Collins Barracks, Benburb Street, Dublin Kort

fim. 27.08.2026 18:00

Flytjendur

  • Faye Webster
    Faye Webster

    Faye Webster loves the feeling of a first take: writing a song, then heading to the studio with her band to track it live the very next day. When you listen to the 23-year-old Atlanta songwriter’s poised and plainspoken albums, you can hear why: she channels emotions that are so aching, they seem to be coming into existence at that very moment. Webster captures the spark before it has a chance to fade; she inks lyrics before they have a chance to seem fleeting. Her signature sound pairs close, whisper-quiet, home-recorded vocals with the unmistakable sound of musicians together in a room.

    I Know I’m Funny haha is Webster’s most realized manifestation yet of this emotional and musical alchemy. Continuing to bloom from her 2019 breakthrough and Secretly Canadian debut Atlanta Millionaires Club, Webster’s sound draws as much from the lap-steel singer-songwriter pop of the 1970s and teardrop country tunes as it does from the audacious personalities of her city’s rap and R&B community, where she first found a home on Awful Records.

    In the two years since Atlanta Millionaire Club, Webster’s profile has steadily risen—as she played festivals like Austin City Limits and Bonnaroo and found her way onto none other than Barack Obama’s 2020 year-end list—and she also fell in love. “This record is coming from a less lonely place,” Webster says of I Know I’m Funny haha, which finds her sound fuller, brighter, and more confident.

  • Sprints
    Sprints

    Formed in late 2019 Sprints have barely paused for breath since. Debut AA side ‘Kissing Practice’/ ‘The Cheek’ immediately landed them a fan in BBC 6Music legend Steve Lamacq and, as the year played out, early support from the likes of DIY, NME, So Young and more. Cemented by the reception to the ‘Manifesto EP’, it’s allowed them to dig even deeper into their policy of honesty.

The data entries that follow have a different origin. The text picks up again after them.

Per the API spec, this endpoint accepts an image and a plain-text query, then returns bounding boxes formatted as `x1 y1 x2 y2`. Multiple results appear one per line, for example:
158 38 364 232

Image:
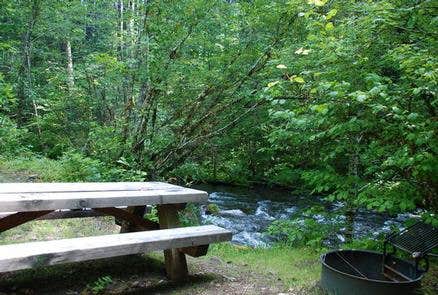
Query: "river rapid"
196 185 416 247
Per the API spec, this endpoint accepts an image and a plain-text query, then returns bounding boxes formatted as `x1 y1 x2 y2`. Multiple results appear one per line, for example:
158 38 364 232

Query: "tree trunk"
65 40 75 91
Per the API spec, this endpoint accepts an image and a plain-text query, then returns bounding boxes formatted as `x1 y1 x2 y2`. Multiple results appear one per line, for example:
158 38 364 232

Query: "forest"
0 0 438 294
0 0 438 219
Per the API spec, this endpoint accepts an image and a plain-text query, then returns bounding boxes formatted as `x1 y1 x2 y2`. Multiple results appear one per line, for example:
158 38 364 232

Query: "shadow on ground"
0 255 215 295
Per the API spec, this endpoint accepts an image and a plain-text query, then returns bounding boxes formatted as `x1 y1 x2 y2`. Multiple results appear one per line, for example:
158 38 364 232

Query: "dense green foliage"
0 0 438 219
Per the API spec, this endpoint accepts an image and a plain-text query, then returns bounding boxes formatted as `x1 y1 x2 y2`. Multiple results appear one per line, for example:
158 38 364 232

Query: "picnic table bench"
0 182 232 281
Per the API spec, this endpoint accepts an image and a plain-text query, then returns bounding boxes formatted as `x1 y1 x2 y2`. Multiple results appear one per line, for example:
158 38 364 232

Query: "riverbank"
0 158 438 295
0 158 321 294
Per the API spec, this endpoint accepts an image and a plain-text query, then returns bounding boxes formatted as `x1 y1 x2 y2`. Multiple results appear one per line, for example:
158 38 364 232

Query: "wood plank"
157 204 188 281
0 182 181 194
0 185 208 212
0 225 231 272
179 245 208 257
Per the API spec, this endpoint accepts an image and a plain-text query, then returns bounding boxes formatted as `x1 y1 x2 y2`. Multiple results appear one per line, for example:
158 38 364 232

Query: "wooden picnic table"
0 182 231 280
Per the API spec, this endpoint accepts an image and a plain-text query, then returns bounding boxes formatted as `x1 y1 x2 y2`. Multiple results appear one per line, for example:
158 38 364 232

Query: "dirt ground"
0 173 303 295
0 253 302 295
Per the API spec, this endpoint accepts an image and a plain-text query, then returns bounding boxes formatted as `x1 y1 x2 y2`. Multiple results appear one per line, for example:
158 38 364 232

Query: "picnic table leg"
120 206 146 233
157 204 188 281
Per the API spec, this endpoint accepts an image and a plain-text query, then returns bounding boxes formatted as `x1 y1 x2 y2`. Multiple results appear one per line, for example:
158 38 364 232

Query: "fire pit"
321 250 424 295
321 221 438 295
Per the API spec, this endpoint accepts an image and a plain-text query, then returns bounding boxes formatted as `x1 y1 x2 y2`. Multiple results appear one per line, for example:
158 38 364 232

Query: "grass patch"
208 243 321 288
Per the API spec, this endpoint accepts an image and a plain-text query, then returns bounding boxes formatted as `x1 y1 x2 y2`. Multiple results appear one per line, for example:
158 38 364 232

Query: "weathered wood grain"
0 209 106 220
157 204 190 281
0 182 181 194
0 184 208 212
0 225 231 272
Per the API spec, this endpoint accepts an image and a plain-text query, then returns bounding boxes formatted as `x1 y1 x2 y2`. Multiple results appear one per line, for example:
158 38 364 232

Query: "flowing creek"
195 185 415 247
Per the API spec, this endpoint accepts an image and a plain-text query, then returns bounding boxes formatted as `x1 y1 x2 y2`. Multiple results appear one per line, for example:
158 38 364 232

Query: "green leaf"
325 22 335 31
326 9 338 20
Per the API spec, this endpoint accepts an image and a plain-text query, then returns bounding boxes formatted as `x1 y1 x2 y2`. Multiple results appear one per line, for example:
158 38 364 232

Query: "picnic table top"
0 182 208 212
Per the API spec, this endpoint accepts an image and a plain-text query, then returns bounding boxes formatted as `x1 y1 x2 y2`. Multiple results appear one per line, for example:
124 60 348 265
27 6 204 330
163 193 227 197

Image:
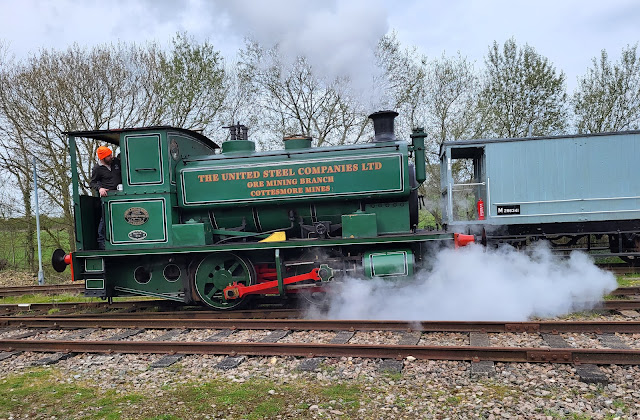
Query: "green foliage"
572 44 640 133
0 217 69 279
480 38 567 138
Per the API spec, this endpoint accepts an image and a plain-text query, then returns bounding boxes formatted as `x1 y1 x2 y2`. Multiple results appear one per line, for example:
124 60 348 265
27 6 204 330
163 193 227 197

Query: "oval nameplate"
124 207 149 226
128 230 147 241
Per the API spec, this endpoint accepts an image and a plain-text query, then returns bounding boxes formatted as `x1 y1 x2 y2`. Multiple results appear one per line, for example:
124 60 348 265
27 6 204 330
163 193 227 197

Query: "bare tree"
480 39 567 137
572 44 640 133
239 41 367 147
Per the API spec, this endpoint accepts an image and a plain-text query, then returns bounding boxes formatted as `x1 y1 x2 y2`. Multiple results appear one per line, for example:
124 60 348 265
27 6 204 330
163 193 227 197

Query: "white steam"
308 242 617 321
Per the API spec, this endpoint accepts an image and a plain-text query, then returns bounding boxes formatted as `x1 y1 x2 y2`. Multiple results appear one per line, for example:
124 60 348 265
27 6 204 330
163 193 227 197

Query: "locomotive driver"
90 146 122 249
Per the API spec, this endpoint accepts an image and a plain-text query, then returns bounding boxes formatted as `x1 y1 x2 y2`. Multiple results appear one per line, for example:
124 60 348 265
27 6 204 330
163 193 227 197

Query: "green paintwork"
222 140 256 154
62 127 453 309
178 149 409 208
84 258 104 272
74 233 453 257
105 196 169 246
366 202 411 233
362 250 414 278
171 223 213 246
195 253 255 309
124 133 165 186
342 212 378 238
84 279 104 290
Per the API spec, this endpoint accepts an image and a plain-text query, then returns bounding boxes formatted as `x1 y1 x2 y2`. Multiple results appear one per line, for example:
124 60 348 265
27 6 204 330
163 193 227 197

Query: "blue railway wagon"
440 131 640 255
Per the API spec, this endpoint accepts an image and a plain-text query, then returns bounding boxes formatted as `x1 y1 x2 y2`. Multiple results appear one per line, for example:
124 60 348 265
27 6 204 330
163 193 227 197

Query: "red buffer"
453 233 476 249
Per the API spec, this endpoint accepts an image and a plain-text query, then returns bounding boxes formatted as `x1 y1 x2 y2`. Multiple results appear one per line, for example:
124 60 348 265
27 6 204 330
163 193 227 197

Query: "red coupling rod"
223 268 321 300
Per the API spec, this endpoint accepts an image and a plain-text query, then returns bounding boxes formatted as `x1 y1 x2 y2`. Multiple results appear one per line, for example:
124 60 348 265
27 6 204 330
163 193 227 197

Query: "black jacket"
89 158 122 191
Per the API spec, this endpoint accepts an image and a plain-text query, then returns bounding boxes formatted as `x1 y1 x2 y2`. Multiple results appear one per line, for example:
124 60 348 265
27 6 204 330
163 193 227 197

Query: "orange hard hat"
98 146 111 160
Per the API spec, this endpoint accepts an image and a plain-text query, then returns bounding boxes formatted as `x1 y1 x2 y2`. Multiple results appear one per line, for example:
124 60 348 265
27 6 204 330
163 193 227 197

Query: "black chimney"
369 111 398 142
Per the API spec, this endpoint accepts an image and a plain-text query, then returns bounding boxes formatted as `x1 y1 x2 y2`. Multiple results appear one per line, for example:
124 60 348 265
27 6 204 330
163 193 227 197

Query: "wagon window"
447 147 488 221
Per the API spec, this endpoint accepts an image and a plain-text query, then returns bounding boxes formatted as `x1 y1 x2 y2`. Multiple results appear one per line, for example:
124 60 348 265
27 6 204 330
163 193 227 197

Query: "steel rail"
593 299 640 311
0 282 84 298
0 340 640 365
0 317 640 334
0 299 181 314
609 286 640 296
54 307 302 319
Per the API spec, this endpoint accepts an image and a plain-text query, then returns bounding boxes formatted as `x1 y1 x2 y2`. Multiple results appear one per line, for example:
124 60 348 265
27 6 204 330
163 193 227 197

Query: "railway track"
0 263 640 298
0 282 84 298
0 318 640 365
0 286 640 318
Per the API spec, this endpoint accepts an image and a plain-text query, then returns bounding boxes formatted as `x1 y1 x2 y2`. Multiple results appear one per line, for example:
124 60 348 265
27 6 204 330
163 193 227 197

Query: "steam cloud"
307 242 617 321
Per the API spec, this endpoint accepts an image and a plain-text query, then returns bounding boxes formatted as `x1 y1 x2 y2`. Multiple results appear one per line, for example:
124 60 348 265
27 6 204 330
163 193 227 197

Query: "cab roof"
63 125 220 149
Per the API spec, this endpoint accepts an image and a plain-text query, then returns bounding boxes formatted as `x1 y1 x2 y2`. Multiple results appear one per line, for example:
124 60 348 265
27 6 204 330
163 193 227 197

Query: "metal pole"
33 157 44 286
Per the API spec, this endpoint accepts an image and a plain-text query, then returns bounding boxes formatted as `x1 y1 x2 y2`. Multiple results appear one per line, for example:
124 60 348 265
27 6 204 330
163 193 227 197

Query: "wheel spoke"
194 253 255 310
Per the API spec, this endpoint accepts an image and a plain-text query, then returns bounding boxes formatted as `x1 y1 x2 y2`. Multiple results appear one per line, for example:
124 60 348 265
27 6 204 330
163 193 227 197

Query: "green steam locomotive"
52 111 473 309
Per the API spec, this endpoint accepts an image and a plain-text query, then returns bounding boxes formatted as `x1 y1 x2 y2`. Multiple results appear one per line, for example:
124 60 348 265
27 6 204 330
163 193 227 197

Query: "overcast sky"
0 0 640 91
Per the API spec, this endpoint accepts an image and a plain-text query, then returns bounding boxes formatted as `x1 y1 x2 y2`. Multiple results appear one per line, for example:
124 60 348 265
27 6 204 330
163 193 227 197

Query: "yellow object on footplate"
260 232 287 242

    Everything that goes into the band’s cathartic punk battle-cries can be seen as something of a call-to-arms: an attempt to silence the internal doubting voices and to fight against the outdated social tropes that box in individuality. Now, more confident in their opinions and identities than ever, forthcoming EP ‘A Modern Job’ (produced once again by Gilla Band’s Daniel Fox) is set to take these ideas – that the personal is innately political, and that expression and using your voice is fundamentally crucial – and solidify them even further. Sprints’ latest is a vital, visceral next step.

  • Amie Blu
    Amie Blu

    “Rich with honesty and unbridled emotion” (Rolling Stone UK), Amie Blu feels perfectly at home in a new wave of alternative artists - Mk.gee, Dijon, SZA - whose casual handle on genre nonetheless feels completely rooted in classic, crafted songwriting. Born of French heritage in South East London, Amie cut her teeth in community projects growing up - ArtsTrain, Flames Collective – whilst developing her sound, and sense of self, across 2024 mixtape how we lose. Introspective but frank, songs like ‘everything about her’ showed a poetic brand of realism - and soulful, stop-you-in-your-tracks voice - way beyond Amie Blu’s years. Since then, Amie has opened for Joy Crookes, Jacob Banks, Faye Webster and sold-out her own headline dates as she builds up to 2025's debut album, when all is said and done. Featuring acclaimed singles like 'swimming in pity', 'shadow', and 'missing everything', it's a record drenched in feeling; startling explorations of love, loss, depression and human connection, but ultimately about the relationship with the self. Far from an exploration of endings, when all is said and done is the start of something truly special from Amie Blu.